Bidirectional pharmaceutical interoperability for cross-language medicine identification, dosage normalization, and pediatric safety at the point of care.
When climate disasters trigger cross-border medication donations, local pharmacists cannot read foreign-language labels. Dosage strengths differ per country. Refugee patients cannot read the local pharmacy stock. MedMatchTR translates drug names across languages, normalizes dosages across regulatory regimes, and blocks pediatric harm before it happens - offline-capable, GPL v3, KVKK-compliant.
In February 2023, two earthquakes struck southern Turkiye, displacing 13 million people. Donations arrived from 60+ countries in unsorted, foreign-language pallets. Pharmacist teams translated labels manually. Children received adult formulations. Insulin spoiled. Tons of viable medicine were destroyed because no one could identify them within the disaster timeline. The same pattern recurred in the 2022 Pakistan floods, 2023 Libya Derna dam collapse, 2024 Mediterranean wildfires.
Four cases demonstrating the core engine: foreign-to-local identification with dose math, local-to-refugee-language translation, and two pediatric safety blocks with specific contraindications.
The architecture is designed to cover all 15,246 KUB (Turkish regulatory medicine) entries with full ATC, GS1, and WHO Prequalification integration over the 12-month UNICEF cohort roadmap.
At the receiving point - port, warehouse, field hospital - the pharmacist scans the GS1 barcode on each donation box, or enters the drug manually when the barcode is missing or damaged. The system makes an instant accept / translate / review / reject decision per item and accumulates the running inventory.
Each foreign donation is then evaluated against the WHO Drug Donation Guidelines (2011) - eight rules covering generic naming, Essential Medicines List alignment, donor-country authorization, expiry headroom, recipient-country registration, formulation match, label language, and donor cost. Click any WHO badge in the inventory below to inspect the rule-by-rule breakdown. Remove individual items with the × button on each row.
GS1 Barcode Scan
Simulated GTIN reads from four different incoming donation pallets. Click to scan.
Manual Entry
When the barcode is missing, faded, or in a non-standard format, the pharmacist enters the brand name and quantity directly.
Try typing: Doliprane, Parol, Aspirin, Motrin, or an unknown brand
The current donation inventory is automatically compared against the UNICEF / WHO Interagency Emergency Health Kit 2024 - Basic Unit, designed to provide primary healthcare for 10,000 people over three months in a field hospital, refugee camp, or disaster response setting.
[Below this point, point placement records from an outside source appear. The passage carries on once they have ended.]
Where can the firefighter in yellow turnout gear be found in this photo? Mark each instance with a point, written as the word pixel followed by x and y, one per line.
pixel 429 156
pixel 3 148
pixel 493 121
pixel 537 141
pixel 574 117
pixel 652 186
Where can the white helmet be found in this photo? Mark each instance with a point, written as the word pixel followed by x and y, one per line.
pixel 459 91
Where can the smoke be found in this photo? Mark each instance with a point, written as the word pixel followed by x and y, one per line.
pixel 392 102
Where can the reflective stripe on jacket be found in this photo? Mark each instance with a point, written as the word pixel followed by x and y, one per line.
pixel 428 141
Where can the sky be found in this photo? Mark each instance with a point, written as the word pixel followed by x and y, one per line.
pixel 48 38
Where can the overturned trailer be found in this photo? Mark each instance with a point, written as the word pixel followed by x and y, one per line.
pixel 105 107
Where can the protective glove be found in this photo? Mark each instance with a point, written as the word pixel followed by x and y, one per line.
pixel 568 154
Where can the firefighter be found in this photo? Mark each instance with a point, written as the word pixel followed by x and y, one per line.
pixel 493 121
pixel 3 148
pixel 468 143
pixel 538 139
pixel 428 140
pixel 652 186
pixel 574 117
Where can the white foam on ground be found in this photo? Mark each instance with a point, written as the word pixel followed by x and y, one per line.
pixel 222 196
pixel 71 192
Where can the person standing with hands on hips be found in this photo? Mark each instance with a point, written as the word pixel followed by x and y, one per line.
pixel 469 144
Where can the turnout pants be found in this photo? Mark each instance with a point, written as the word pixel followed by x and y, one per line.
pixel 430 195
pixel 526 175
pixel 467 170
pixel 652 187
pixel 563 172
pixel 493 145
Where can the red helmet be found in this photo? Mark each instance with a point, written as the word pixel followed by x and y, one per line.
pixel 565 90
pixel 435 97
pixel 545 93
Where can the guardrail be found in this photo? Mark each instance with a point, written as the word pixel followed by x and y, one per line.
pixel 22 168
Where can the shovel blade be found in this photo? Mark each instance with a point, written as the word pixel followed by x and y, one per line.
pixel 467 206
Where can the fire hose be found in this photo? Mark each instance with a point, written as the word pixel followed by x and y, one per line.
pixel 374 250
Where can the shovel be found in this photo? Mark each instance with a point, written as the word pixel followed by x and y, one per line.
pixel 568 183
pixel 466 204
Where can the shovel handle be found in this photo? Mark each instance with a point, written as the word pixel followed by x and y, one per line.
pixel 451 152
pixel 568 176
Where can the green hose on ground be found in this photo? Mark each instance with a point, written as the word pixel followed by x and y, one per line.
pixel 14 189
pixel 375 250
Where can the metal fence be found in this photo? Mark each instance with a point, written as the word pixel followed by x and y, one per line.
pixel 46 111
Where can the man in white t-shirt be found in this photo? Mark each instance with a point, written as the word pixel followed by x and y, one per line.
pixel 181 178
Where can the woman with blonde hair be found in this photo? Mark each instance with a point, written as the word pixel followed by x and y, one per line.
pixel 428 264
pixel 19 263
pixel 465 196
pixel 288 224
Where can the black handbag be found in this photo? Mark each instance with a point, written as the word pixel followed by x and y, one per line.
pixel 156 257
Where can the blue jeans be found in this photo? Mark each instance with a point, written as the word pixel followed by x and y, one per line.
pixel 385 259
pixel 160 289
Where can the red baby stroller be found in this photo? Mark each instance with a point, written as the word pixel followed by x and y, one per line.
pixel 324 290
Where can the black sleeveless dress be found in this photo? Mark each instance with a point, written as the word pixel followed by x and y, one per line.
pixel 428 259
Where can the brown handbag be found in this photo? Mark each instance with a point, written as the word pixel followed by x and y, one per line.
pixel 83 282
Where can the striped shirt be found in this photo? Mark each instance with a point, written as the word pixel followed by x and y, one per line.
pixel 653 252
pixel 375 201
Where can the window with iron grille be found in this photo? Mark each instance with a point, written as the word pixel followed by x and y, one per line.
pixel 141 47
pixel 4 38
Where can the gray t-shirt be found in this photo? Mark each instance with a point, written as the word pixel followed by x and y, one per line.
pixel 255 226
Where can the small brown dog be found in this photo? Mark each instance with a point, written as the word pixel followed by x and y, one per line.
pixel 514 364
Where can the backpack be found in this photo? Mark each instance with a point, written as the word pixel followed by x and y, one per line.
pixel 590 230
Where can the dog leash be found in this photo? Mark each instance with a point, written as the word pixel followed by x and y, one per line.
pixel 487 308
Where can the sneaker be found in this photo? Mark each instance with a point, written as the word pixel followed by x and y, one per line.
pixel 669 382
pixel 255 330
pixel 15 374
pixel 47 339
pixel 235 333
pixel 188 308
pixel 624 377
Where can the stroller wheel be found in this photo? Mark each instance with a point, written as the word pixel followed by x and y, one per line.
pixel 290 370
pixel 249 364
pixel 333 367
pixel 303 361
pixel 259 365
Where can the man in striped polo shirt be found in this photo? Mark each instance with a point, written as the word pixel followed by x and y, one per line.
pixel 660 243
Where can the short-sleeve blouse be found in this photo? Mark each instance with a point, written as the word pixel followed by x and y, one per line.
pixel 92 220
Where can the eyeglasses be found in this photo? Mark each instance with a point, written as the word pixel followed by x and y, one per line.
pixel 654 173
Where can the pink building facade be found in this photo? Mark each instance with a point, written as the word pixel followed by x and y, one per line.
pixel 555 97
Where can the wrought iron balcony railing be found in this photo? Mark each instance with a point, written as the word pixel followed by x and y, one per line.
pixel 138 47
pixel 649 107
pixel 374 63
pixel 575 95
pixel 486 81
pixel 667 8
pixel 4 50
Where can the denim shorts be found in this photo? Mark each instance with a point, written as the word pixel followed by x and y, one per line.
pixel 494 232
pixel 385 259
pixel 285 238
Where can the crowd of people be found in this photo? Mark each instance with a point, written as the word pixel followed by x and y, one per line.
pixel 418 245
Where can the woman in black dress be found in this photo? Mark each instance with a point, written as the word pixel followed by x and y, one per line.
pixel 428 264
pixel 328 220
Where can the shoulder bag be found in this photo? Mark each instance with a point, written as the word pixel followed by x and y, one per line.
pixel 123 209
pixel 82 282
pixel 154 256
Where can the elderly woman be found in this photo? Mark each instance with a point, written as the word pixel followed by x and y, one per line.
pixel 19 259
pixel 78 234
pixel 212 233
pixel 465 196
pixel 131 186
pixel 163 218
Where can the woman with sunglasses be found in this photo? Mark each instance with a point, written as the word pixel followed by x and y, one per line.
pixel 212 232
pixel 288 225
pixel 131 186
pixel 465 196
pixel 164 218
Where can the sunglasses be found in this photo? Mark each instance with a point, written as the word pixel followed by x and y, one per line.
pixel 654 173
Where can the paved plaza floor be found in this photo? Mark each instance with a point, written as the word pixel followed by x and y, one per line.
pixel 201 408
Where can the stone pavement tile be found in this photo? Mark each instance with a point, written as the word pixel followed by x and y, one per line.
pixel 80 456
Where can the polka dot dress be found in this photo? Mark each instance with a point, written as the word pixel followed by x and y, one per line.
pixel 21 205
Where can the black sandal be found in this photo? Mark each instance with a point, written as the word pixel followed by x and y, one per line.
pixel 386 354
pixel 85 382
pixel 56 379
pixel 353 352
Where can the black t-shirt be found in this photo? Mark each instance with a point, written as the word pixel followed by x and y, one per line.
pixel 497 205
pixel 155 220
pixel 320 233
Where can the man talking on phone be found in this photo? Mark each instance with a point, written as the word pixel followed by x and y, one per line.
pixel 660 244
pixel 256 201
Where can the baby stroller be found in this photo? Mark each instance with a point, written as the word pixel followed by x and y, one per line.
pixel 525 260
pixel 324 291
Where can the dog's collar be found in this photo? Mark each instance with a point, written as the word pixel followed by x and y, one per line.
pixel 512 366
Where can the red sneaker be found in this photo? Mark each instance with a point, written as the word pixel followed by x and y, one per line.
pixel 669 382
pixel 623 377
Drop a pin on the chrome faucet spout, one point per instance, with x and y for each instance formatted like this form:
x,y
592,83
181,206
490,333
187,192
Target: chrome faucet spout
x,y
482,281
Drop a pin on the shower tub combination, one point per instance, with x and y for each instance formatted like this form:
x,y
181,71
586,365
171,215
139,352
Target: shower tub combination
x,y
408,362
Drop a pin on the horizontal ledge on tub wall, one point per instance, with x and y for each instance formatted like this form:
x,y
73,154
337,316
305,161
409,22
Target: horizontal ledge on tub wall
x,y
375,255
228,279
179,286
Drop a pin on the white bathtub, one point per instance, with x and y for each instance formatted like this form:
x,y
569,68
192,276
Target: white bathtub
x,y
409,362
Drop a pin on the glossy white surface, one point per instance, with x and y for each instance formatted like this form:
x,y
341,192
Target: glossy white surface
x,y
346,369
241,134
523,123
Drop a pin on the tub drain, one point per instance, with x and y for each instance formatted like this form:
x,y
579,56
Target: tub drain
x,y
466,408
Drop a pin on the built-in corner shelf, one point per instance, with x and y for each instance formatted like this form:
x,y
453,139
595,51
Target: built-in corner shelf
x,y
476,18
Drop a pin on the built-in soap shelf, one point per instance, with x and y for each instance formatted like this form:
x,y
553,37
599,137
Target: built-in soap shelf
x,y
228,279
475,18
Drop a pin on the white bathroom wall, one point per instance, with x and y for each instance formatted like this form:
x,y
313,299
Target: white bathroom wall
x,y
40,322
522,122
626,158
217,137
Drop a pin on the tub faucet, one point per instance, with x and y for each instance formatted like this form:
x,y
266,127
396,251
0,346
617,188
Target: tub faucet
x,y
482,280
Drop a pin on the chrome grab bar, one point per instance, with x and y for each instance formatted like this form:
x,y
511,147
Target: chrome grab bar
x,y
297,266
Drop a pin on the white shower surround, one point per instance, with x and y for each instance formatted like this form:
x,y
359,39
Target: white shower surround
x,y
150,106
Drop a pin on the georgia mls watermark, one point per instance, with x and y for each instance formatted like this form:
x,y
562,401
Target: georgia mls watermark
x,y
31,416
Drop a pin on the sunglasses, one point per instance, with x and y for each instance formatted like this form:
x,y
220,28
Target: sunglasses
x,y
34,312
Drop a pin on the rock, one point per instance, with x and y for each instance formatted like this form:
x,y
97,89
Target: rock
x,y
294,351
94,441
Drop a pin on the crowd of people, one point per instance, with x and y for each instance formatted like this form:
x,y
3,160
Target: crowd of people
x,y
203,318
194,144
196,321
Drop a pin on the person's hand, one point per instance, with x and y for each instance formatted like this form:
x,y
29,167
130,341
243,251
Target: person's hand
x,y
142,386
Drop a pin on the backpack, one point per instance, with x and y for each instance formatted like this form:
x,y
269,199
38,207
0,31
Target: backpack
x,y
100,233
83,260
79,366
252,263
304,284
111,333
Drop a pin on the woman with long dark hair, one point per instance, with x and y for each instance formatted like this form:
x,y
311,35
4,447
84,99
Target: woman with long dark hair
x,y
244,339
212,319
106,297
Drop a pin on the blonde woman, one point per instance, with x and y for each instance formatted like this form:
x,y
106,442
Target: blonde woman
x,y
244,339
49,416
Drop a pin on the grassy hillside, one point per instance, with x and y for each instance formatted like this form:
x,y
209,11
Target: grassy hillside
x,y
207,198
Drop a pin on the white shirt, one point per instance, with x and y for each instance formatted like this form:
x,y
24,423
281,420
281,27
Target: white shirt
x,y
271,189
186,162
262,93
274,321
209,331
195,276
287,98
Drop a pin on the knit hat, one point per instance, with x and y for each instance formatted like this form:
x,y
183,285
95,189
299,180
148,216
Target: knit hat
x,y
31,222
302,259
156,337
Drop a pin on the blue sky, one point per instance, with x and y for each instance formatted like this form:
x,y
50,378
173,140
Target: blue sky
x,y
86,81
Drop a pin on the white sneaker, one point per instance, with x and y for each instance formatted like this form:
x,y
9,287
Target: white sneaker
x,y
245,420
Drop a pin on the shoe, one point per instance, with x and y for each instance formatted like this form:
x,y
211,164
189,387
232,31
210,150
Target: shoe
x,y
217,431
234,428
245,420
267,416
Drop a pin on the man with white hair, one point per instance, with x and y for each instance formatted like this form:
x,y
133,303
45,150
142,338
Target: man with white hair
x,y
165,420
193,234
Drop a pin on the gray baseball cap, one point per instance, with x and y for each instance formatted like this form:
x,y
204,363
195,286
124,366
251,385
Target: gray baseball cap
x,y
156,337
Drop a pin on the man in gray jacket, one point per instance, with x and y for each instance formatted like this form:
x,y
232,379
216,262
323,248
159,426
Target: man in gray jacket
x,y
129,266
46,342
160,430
This view exposes the donation-need mismatch that humanitarian responders face daily: paracetamol and aspirin arrive in surplus, while antibiotics, oral rehydration salts, and pediatric diarrhea adjuncts are missing entirely. Procurement priorities surface automatically.
GS1 barcode scan or manual brand-name input resolves through ChEMBL, OpenFDA, RxNorm, DailyMed, and WHO ATC databases. Bidirectional: foreign to local (incoming donations) and local to refugee language (outgoing dispensing). Patient instructions auto-generated in target language.
Cross-country strength differences (1g French tablet vs 500mg Turkish standard) are mathematically normalized. Tablet quantity adjustments, pediatric weight-based dosing, and ceiling enforcement built into the rule engine.
Eight-rule WHO Donation Guidelines (2011) encoded as automated checks: generic labeling, active ingredient disclosure, expiry thresholds, WHO EML alignment, prohibited classes, language, packaging, pediatric forms. Output: Pass / Review / Fail / Missing-evidence with audit trail.
Inventory automatically compared to the Interagency Emergency Health Kit 2024 Basic Unit (10,000 people / 3 months). Surfaces coverage status per item and flags critical procurement priorities when donations don't match field-hospital needs.
Floods, wildfires, droughts, and heatwaves trigger predictable medication need surges (respiratory illness, dehydration, infectious disease, trauma) and disrupt chronic disease supply chains (insulin, antiepileptics, anticoagulants). Children are the highest-risk population: pediatric formulations are scarcer, dosing is weight-based, and refugee continuity collapses when families cross borders.
Turkey is the validation context. Largest refugee child population globally (1.7M Syrian children alone). 2023 earthquake exposure documented in detail. Increasing flood and wildfire frequency. The architecture is country-profile-pluggable from day one and extends to the nine-country UNICEF TRVST ecosystem.
The core modules - bidirectional language layer, dosage normalization engine, WHO Donation Compliance Checker, UNICEF IEHK Gap Analyzer, FHIR International Patient Summary exporter, KUB extract public dataset, GS1+WHO PQ normalizer, pediatric strict matching, Country Acceptance Engine - will be open source under GPL v3 by month six of UNICEF Venture Fund cohort. Sustainable commercial layer (real-time inventory dashboard, enterprise multi-tenancy, review workflows) preserved via GPL v3 strong copyleft.
Pursuing Digital Public Goods Alliance designation in parallel.